Donegal student wins major national journalism award

Entrants were tasked with writing about their experience of the Covid-19 crisis

NewsBrands Student journalism award winner Evan Carron-Kee

NewsBrands Student journalism award winner Evan Carron-Kee

A Leaving Cert student from St Columba’s College in Stranorlar has won the national Covid-19 student journalist competition.

The writing contest was organised by NewsBrands Ireland and Local Ireland, an organisation with membership of most major national and local newspapers. 

Students were tasked with writing an opinion piece or feature article on their experience of the current crisis. Evan Carron-Kee’s article was chosen from hundreds of entries from students all over the country. 

Chair of the Judging Panel Professor Michael Foley said: “The entries received were engaging, well written, imaginative, sometimes emotional, even angry but always humane.”

Entries included imaginative ideas of how society should respond when this crisis is over, how students enjoyed being with their families, how they were often turning off social media, and ideas about the environment and politics. They shared how they coped with a parent falling ill with Covid-19 , and how they missed school and their grandparents.

CEO of NewsBrands Ireland Ann Marie Lenihan congratulated Mr Carron-Kee. 

Writing and documenting major global and personal events can play an important role in keeping young people mentally strong and healthy during this worrying time and we were delighted with the calibre of entries and the positive feedback which we received from teachers, students, and parents.”

The judging panel was comprised of 19 national and local news journalists from around the country, including the current NewsBrands Ireland Journalist of the Year Mark Tighe. The panel was chaired by Professor Michael Foley.

Evan Carron-Kee’s winning entry:
Once this crisis has passed, Ireland will return to recovery. How do we ensure that this time, matters such as mental health, homelessness, and climate are given the attention they deserve? What kind of Ireland will students like me grow up in? To guide our recovery, the CSO should be employed to create three new indicators. They will be crude by design; the goal is not to inform policy but to provide the electorate with an indication of how the government is performing, and in the process match the incentives for politicians with the needs of the public. Let’s call them the Recovery Indicators – one each for our economy, our wellbeing and our climate.

First, the economy. There is something wrong about a society in which measures of economic health and homelessness can rise in tandem. A good economic indicator must be tailored to the Irish economy and to this crisis. Modified GNI is a good starting place – growth in the real economy should be combined with housing costs and data on small businesses, who will be hit hardest by the pandemic. Crucially, this indicator must be presented clearly to the public, so that voters can see how the economy is working for normal people.

This crisis will not only hit our pockets; it will hit our happiness too. If the local football club can’t pay its running costs or a bookclub doesn’t meet again after the crisis, the harm to our society is real and measurable. Inexplicably, the CSO does not measure wellbeing regularly – they should devise a quarterly indicator that would combine the prevalence of mental health issues, life satisfaction and participation rates in all pastimes, from ciorcail comhrá to yoga.

Such a statistic, although crude, would shine a light on an element of society which is particularly vulnerable to this crisis.

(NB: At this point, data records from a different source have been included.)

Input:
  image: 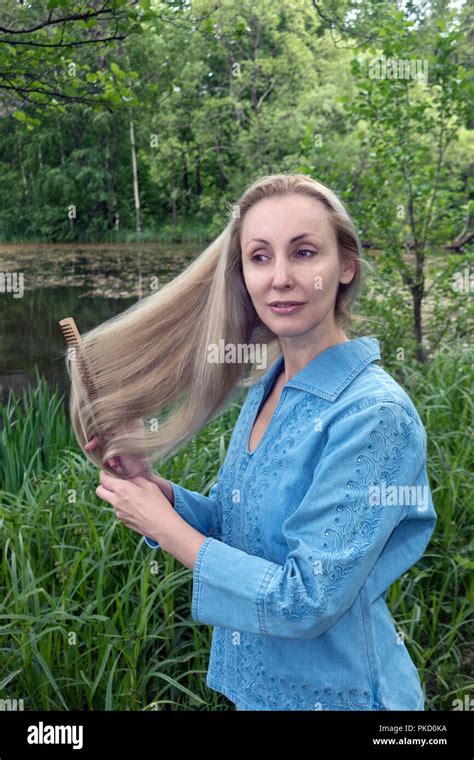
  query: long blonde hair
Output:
[65,174,365,475]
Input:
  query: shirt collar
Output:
[259,336,381,401]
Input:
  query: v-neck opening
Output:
[245,368,286,456]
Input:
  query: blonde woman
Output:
[70,174,436,710]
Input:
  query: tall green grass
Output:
[0,347,474,710]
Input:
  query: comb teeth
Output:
[59,317,98,399]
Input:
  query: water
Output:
[0,243,199,403]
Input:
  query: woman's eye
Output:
[250,248,316,263]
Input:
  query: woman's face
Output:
[240,193,356,337]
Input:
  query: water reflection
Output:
[0,243,199,403]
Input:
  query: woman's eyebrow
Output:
[244,232,319,248]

Finally, there’s climate change. Environmental security clearly can’t be at the top of the next government’s to-do list, but it should be a close second. Encouraging our politicians to solve the climate crisis is taxing at the best of times; an objective measure of their success might concentrate some minds in Leinster House. We need a single number which combines,

among other things, the ratio of economic growth to emissions growth and the proportion of fiscal stimulus spent on mitigation – building flood barriers and the like. With some smart thinking, environmental security and recovery need not be mutually exclusive.

This is not a perfect solution. Like all statistics, the Recovery Indicators will be at times misleading and vulnerable to misuse. However, the point isn’t to create a detailed account of what’s happening in the nation. The point is to create three numbers that will roughly track the progress of the recovery, so that voters can easily assess government policy. As a sixth year student, I’m going to have to enter the real world very soon – let it be one that values real progress, even in the bad times.